First, we may load the data:
In [8]:
unemployment = pd.read_csv('./US_Unemployment_Oct2012.csv')
unemployment.head(5)
Out[8]:
Now we need to create a function that maps one value to a RGB color (of the form #RRGGBB
).
In [9]:
from matplotlib.cm import YlGn
data_min = unemployment.Unemployment.min()
data_max = unemployment.Unemployment.max()
def color_function(x):
y = (x-data_min)/(data_max-data_min) # We transform x to a value between 0 and 1.
color_tuple = YlGn(y, bytes=True)[:3] # We convert ot to a tuple of colors.
return "#%02x%02x%02x" % color_tuple # We convert it to a color string.

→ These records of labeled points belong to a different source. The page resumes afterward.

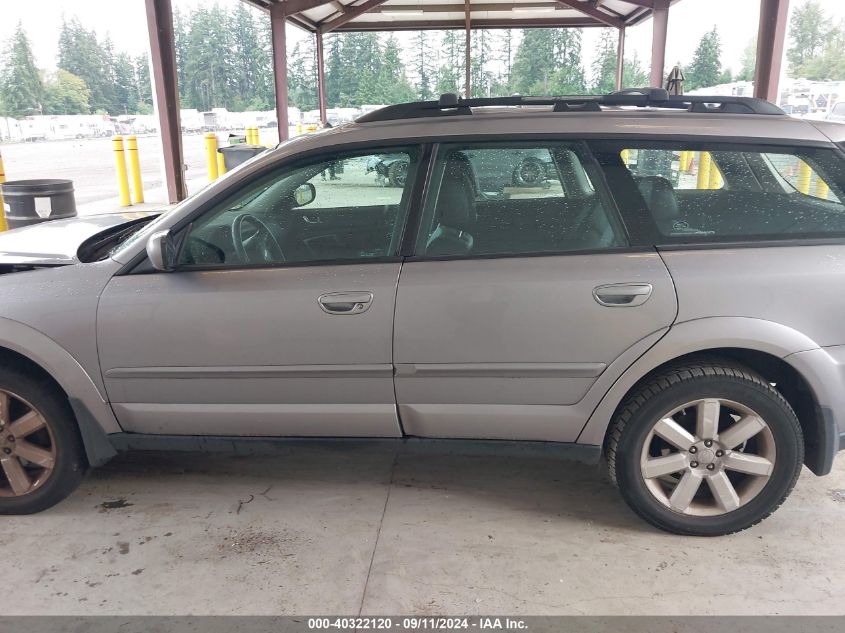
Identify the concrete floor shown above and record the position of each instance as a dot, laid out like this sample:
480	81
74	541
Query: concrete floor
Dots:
321	530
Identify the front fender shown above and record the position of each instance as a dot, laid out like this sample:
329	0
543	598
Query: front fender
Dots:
64	368
700	335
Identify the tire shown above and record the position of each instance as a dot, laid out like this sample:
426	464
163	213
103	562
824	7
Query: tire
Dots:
686	395
58	436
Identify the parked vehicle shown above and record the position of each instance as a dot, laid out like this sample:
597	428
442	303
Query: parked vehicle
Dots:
837	112
686	326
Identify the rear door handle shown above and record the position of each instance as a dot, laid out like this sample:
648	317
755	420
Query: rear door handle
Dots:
622	295
345	302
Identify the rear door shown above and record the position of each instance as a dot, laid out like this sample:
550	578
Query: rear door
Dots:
522	291
746	229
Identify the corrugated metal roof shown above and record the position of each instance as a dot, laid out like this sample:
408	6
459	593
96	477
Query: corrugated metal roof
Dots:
397	15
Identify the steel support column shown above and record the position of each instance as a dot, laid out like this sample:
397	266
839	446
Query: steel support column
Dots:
321	78
770	36
166	89
278	22
659	25
620	58
468	51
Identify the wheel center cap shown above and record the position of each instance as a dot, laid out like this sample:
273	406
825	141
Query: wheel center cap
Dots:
705	456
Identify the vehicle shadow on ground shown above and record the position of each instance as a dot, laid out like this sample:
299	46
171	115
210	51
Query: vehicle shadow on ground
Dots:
544	488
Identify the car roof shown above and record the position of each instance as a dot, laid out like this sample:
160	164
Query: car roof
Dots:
536	121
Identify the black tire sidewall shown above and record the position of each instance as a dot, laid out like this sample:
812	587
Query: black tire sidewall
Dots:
70	461
761	399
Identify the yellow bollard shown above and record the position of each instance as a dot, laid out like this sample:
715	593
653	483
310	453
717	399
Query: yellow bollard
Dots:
805	174
703	180
135	168
3	225
820	191
211	155
120	168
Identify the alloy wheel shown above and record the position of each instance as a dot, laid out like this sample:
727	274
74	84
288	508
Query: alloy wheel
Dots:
708	457
27	447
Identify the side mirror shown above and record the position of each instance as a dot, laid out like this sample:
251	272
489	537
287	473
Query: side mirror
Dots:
161	251
304	194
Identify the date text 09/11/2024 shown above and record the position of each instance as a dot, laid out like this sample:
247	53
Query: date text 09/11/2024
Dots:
418	623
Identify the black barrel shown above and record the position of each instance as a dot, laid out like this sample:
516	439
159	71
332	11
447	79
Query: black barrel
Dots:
234	155
34	201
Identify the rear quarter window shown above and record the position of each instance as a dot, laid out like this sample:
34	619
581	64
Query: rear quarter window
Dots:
703	193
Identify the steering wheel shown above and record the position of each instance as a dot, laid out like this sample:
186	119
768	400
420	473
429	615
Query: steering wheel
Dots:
259	246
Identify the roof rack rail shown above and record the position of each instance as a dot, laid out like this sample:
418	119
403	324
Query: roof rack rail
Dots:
451	104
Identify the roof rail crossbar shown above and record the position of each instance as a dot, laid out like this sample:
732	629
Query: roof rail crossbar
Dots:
451	104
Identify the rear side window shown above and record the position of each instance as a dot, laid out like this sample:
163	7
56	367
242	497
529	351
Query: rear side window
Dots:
702	193
512	199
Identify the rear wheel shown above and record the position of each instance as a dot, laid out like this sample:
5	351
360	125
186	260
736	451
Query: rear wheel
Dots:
41	455
705	449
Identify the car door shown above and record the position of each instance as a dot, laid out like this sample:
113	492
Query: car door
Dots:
278	318
520	295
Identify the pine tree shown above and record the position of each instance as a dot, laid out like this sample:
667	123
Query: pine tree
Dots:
706	67
124	98
421	64
480	77
633	74
143	92
748	61
808	33
450	73
393	84
604	63
65	93
21	89
80	54
302	75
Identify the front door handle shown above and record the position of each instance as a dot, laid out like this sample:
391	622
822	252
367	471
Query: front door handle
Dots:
622	295
345	302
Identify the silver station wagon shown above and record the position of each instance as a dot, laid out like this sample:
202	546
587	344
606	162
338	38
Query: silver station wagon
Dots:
649	281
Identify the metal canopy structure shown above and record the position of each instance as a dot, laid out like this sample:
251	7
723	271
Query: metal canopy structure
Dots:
337	16
321	16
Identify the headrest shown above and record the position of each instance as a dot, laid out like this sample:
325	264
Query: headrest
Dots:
659	196
456	201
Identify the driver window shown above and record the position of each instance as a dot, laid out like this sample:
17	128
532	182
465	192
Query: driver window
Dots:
348	207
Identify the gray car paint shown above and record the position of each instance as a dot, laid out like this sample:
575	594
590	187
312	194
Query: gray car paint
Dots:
56	242
515	331
250	352
54	326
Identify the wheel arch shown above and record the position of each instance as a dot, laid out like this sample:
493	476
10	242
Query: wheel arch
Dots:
24	347
770	349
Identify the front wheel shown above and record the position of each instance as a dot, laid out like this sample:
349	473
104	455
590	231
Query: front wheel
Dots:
41	455
705	449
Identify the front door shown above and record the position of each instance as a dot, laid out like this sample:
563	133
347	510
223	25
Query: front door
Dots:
278	319
521	295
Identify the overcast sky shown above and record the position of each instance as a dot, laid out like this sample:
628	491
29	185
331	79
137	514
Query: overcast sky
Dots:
125	21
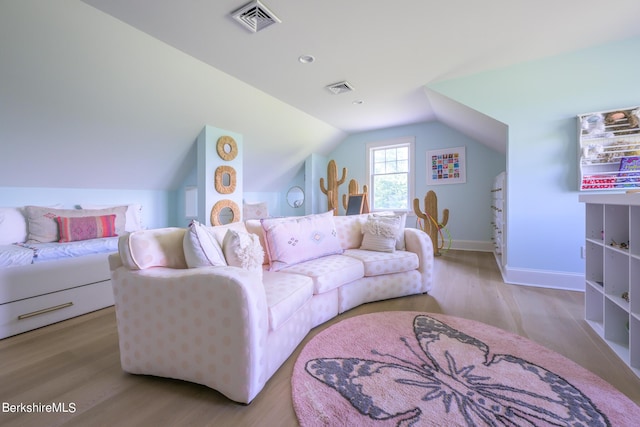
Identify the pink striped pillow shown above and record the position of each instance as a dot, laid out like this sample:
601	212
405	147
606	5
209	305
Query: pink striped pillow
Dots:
73	229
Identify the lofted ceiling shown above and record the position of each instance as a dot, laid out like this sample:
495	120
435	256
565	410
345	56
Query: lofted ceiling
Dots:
388	51
112	93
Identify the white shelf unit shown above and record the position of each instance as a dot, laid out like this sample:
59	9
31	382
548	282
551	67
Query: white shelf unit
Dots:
612	269
609	150
498	219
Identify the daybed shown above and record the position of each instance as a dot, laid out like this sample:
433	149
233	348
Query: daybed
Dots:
228	323
43	280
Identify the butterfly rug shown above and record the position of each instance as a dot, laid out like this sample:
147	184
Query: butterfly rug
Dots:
420	369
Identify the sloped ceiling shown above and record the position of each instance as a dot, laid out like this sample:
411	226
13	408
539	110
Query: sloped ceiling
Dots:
112	93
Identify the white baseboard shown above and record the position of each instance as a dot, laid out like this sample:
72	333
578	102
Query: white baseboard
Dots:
526	276
544	279
470	245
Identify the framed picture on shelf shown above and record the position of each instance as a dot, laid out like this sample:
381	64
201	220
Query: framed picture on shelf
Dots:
446	166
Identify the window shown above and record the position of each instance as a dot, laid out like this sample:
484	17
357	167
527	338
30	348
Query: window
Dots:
390	171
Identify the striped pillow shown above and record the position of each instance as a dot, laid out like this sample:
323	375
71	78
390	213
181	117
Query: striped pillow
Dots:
73	229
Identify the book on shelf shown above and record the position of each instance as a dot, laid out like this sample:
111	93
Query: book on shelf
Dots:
629	172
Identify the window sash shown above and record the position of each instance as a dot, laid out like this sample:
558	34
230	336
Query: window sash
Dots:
391	162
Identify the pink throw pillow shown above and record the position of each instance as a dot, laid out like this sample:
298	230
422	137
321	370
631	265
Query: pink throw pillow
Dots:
294	240
86	227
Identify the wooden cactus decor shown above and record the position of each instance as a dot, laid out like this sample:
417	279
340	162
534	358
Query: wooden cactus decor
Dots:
331	190
354	188
430	218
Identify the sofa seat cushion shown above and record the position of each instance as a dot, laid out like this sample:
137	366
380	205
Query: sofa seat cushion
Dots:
329	272
379	263
286	294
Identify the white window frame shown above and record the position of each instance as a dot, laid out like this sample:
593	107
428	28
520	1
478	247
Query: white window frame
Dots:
409	141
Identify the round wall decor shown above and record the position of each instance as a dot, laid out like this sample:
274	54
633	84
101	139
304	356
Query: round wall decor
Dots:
227	148
225	211
225	179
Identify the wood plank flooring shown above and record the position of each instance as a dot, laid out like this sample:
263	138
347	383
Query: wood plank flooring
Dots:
77	361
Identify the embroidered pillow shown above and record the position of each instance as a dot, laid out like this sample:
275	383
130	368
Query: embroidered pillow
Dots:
293	240
380	234
243	250
400	246
86	227
201	249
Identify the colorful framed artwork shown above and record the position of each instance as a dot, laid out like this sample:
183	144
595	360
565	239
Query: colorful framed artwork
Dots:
446	166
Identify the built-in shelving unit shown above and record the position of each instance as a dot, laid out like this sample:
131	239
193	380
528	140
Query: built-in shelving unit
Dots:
498	225
609	149
612	272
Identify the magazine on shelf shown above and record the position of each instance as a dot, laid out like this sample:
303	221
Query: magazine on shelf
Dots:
629	172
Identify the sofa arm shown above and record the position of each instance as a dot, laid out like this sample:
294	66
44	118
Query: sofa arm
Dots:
419	242
205	325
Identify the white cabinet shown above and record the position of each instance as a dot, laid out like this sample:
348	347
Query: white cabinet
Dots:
498	218
612	272
609	149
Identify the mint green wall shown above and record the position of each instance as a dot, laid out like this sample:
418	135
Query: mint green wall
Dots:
469	203
539	102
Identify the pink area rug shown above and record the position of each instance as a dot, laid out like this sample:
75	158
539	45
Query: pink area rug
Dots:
421	369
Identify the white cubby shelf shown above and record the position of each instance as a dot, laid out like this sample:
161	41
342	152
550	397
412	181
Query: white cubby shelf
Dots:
612	272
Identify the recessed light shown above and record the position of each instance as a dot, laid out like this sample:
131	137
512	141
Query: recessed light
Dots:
306	59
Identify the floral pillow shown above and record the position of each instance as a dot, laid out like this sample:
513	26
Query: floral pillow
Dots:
380	234
293	240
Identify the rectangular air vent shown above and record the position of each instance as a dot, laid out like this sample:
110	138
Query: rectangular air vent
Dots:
340	87
255	16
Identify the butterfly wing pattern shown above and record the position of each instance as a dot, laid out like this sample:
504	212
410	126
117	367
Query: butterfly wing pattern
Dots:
458	379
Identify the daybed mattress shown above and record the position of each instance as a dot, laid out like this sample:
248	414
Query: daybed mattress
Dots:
14	255
53	251
25	253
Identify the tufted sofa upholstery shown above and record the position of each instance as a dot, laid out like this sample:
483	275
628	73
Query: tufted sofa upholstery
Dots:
230	329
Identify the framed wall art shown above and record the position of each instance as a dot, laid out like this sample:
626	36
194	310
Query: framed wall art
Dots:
446	166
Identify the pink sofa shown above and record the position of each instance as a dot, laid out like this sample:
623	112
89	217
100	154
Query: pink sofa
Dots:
230	328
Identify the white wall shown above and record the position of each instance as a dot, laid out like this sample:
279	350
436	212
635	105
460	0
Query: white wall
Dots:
539	102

We need also to convert the table into a dictionnary, in order to map a feature to it's unemployment value.
In [10]:
unemployment_dict = unemployment.set_index('State')['Unemployment']
unemployment_dict['AL']
Out[10]:
Now we can do the choropleth.
In [11]:
import numpy as np
In [12]:
m = folium.Map([43,-100], zoom_start=4)
folium.GeoJson(
geo_json_data,
style_function=lambda feature: {
'fillColor': color_function(unemployment_dict[feature['id']]),
'color' : 'black',
'weight' : 1,
'dashArray' : '5, 5',
'fillOpacity' : .9,
}
).add_to(m)
m
Out[12]:
Of course, if you can create and/or use a dictionnary providing directly the good color. Thus, the finishing seems faster:
In [13]:
color_dict = {key: color_function(unemployment_dict[key]) for key in unemployment_dict.keys()}
In [14]:
m = folium.Map([43,-100], zoom_start=4)
folium.GeoJson(
geo_json_data,
style_function=lambda feature: {
'fillColor': color_dict[feature['id']],
'color' : 'black',
'weight' : 1,
'dashArray' : '5, 5',
'fillOpacity' : .9,
}
).add_to(m)
m
Out[14]:
Note that adding a color legend may be a good idea.
In [15]:
folium.ColorScale(
np.linspace(data_min, data_max,6).tolist(),
'YlGn',
'Unemployment color scale').add_to(m)
m
Out[15]:
In [16]:
m = folium.Map([43,-100], zoom_start=4)
m.choropleth(
geo_path='us-states.json',
fill_color='red',
fill_opacity=0.3,
line_weight=2,
)
m
Out[16]:
Or in providing a GeoJSON string (geo_str
) :
In [17]:
m = folium.Map([43,-100], zoom_start=4)
m.choropleth(geo_str=open('us-states.json').read())
m
Out[17]:
Then, in playing with keyword arguments, you can get a choropleth in (almost) one line :
In [18]:
m = folium.Map([43,-100], zoom_start=4)
m.choropleth(
geo_str=open('us-states.json').read(),
data=unemployment,
columns=['State', 'Unemployment'],
key_on='feature.id',
fill_color='YlGn',
)
m
Out[18]:
A cool thing: you can force the color scale to a given number of bins, in providing a threshold_scale
argument.
In [19]:
m = folium.Map([43,-100], zoom_start=4)
m.choropleth(
geo_str=open('us-states.json').read(),
data=unemployment,
columns=['State', 'Unemployment'],
key_on='feature.id',
fill_color='YlGn',
threshold_scale = [3,4,9,10]
)
m
Out[19]:
That's all folks !
Hope it'll be useful to you. Don't hesitate to provide a feedback on what can be improved, which method do you prefer, etc.